Pensée stratégique - Contre la taftologie stratégique : retour aux classiques
Notre époque raffole des nouveautés. Vivant dans l’instant, elle a beaucoup de peine à se situer dans la durée. La pensée stratégique ne fait pas exception à cette triste règle. Il est frappant de constater que les références des livres ou des articles sont presque toujours récentes, datant généralement de la dernière décennie. Hormis la référence révérencielle à Clausewitz, que la plupart du temps on n’a pas lu, les travaux anciens sont purement et simplement effacés, presque comme s’ils n’avaient jamais existé. Notre époque est censée avoir, sinon tout découvert, au moins tout relu et réinterprété, de sorte qu’il n’est plus besoin de se reporter à des travaux antérieurs désormais dépassés. En outre, le contexte stratégique s’est tellement transformé que les références anciennes n’apparaissent plus comme pertinentes.

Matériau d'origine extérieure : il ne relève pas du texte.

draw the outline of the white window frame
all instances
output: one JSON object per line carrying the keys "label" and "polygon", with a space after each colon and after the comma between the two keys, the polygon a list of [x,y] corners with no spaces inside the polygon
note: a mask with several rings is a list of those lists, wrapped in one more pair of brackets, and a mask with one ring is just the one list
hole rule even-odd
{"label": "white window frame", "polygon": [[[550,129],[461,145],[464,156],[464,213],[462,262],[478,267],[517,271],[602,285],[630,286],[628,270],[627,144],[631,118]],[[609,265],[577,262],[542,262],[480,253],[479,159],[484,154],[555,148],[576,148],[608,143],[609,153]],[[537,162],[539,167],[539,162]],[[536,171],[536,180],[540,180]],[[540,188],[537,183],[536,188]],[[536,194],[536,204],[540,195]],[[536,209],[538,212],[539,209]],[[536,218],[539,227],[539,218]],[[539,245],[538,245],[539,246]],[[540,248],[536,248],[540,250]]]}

Il n’en va autrement que lorsqu’on se trouve devant un vide conceptuel qui oblige à chercher dans l’urgence une planche de salut à laquelle on peut se raccrocher. C’est ce qui s’est passé pour Trinquier et Galula, exhumés précipitamment par les Américains confrontés à une situation sans issue en Irak et qui avaient l’avantage d’être immédiatement disponibles en anglais. Il n’est d’ailleurs pas certain que les solutions proposées il y a un demi-siècle par ces deux auteurs soient encore utilisables quand les données de la guerre irrégulière ont été si profondément modifiées. La bataille d’Alger, en 1957, se déroule dans une ville de 500 000 habitants, dont 15 % de pieds-noirs acquis à la cause française. La bataille de Bagdad, après 2003, se déroule dans une agglomération de 4 à 5 millions d’habitants, parmi lesquels aucun « équivalent pied-noir ».
Cet exemple ne doit pas conduire à la conclusion que nous sommes en permanence confrontés à des situations radicalement nouvelles. C’est pourtant ce que font les analystes depuis la fin de la guerre froide en essayant de définir et de comprendre les guerres actuelles. Leur imagination est sans limites. La doctrine américaine a d’abord parlé d’« opérations autres que la guerre », pour retenir ensuite l’appellation de conflits de basse intensité, promus au rang de conflits de moyenne intensité lorsqu’il a fallu engager des moyens plus importants. Mais on se situait encore dans une logique d’affrontements interétatiques, alors que la grande nouveauté des années 90 a été le développement spectaculaire des mouvements non étatiques de guérillas ou terroristes. Il a fallu trouver des appellations nouvelles.